Willem Draeck, Lord of Merksem (died 1525) was a former Lord Mayor of Antwerp. He became Lord of Merxem in 1515, when he bought the Dominium of Merxem.

== Family ==
He was born to an old and important family of Antwerp, he was the son of Waltherus Draeck and Geertuid van de Werve. His sister was married to Cornelis van der Noot. He was related to all the most important noble houses of Antwerp, his descendants include relations to the houses of van Straelen, Schetz, d'Ursel, and van de Werve.

Willem Draeck, Lord of Merksem
  - 1/ Anna Draeck, Lady of Merksem :
married to Goswin von Straelen, born in Cologne.
    - 1.1/Anthony van Stralen, Lord of Merksem, Mayor of Antwerp. Executed by the King of Spain.
  - 2/Maria Draeck, died before 25 October 1536:
Married to Willem of Immerseel, Lord of Baudries.
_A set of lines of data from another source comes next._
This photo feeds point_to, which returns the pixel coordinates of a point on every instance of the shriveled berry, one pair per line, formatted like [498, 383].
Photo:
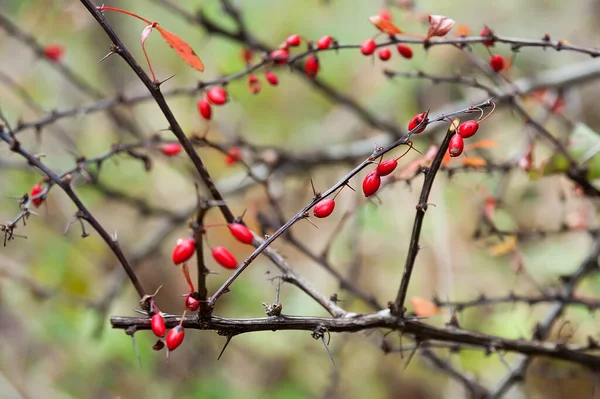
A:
[271, 78]
[191, 303]
[54, 52]
[485, 32]
[35, 190]
[293, 40]
[224, 258]
[279, 56]
[171, 149]
[175, 337]
[157, 323]
[312, 66]
[241, 233]
[204, 109]
[415, 121]
[368, 47]
[217, 95]
[468, 129]
[404, 51]
[497, 63]
[184, 250]
[254, 84]
[324, 42]
[233, 155]
[386, 167]
[385, 54]
[324, 208]
[371, 183]
[456, 146]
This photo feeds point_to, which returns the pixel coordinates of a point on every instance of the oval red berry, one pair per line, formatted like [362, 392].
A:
[224, 258]
[241, 233]
[468, 129]
[371, 183]
[386, 167]
[217, 95]
[157, 323]
[324, 208]
[183, 251]
[175, 337]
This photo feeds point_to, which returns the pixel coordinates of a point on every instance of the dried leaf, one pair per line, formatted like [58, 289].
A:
[508, 245]
[384, 25]
[423, 307]
[182, 48]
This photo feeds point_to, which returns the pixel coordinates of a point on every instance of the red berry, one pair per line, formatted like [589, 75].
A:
[191, 303]
[497, 63]
[371, 183]
[157, 323]
[254, 84]
[368, 47]
[415, 121]
[217, 95]
[204, 109]
[312, 66]
[404, 51]
[485, 33]
[386, 167]
[385, 54]
[468, 129]
[184, 250]
[175, 337]
[324, 208]
[35, 190]
[293, 40]
[233, 155]
[54, 52]
[280, 56]
[457, 144]
[171, 149]
[324, 42]
[224, 258]
[271, 78]
[241, 233]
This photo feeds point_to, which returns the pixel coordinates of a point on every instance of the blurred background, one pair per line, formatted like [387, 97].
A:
[58, 290]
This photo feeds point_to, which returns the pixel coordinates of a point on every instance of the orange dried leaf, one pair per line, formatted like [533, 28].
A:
[182, 48]
[384, 25]
[423, 307]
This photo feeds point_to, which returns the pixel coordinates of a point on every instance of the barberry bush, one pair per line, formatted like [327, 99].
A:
[298, 199]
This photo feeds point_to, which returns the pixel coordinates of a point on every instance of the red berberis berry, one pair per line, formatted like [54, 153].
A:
[456, 146]
[468, 129]
[224, 258]
[293, 40]
[386, 167]
[35, 190]
[204, 109]
[497, 63]
[324, 208]
[184, 250]
[175, 337]
[241, 233]
[217, 95]
[416, 120]
[157, 323]
[271, 78]
[324, 42]
[404, 51]
[191, 303]
[371, 183]
[171, 149]
[368, 47]
[312, 66]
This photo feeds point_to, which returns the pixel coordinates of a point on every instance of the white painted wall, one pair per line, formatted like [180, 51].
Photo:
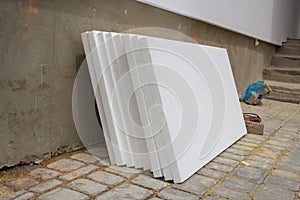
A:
[268, 20]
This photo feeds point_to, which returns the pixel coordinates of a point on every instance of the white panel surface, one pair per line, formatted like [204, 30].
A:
[171, 105]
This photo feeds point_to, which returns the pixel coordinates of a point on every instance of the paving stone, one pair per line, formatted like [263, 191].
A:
[237, 151]
[268, 192]
[44, 173]
[123, 171]
[5, 191]
[63, 194]
[281, 139]
[99, 150]
[247, 143]
[292, 158]
[126, 191]
[276, 148]
[219, 167]
[22, 183]
[104, 163]
[85, 158]
[45, 186]
[261, 159]
[25, 196]
[228, 193]
[232, 156]
[277, 143]
[197, 184]
[14, 195]
[106, 178]
[240, 184]
[250, 140]
[282, 182]
[148, 182]
[289, 167]
[213, 198]
[87, 186]
[226, 161]
[65, 165]
[267, 153]
[289, 175]
[242, 147]
[255, 137]
[78, 172]
[173, 194]
[211, 173]
[259, 164]
[251, 173]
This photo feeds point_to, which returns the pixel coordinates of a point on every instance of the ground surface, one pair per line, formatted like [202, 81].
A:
[256, 167]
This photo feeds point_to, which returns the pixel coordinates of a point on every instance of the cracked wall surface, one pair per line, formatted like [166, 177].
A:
[41, 51]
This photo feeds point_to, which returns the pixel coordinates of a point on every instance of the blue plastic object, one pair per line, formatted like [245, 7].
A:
[257, 87]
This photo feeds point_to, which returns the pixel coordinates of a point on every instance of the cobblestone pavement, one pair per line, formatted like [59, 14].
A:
[256, 167]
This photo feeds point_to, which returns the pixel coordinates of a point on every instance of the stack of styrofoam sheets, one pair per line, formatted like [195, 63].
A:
[165, 106]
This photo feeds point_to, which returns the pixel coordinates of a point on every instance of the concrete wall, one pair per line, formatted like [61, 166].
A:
[298, 17]
[269, 20]
[41, 50]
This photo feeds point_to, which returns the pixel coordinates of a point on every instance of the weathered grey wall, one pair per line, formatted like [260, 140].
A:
[40, 51]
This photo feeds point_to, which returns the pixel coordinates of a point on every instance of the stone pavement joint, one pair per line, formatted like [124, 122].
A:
[255, 167]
Mayor of Antwerp, 1509.
    - 2.1/Jan van Immmerseel: councillor of Maximilian, duke of Bourgondy.
  - 3/ Walraven Draeck: Lord Mayor of Antwerp.
    - Judocus or Joos Draeck (+1528); Alderman of Antwerp married to Lady Barbara Colibrant. Gifted important window in the Church of Saint-James.

== Career ==
In 1515 he bought Merksem Castle, and became Lord of Merksem. He later passed it on to his son in law. He was multiple time Lord Mayor of Antwerp.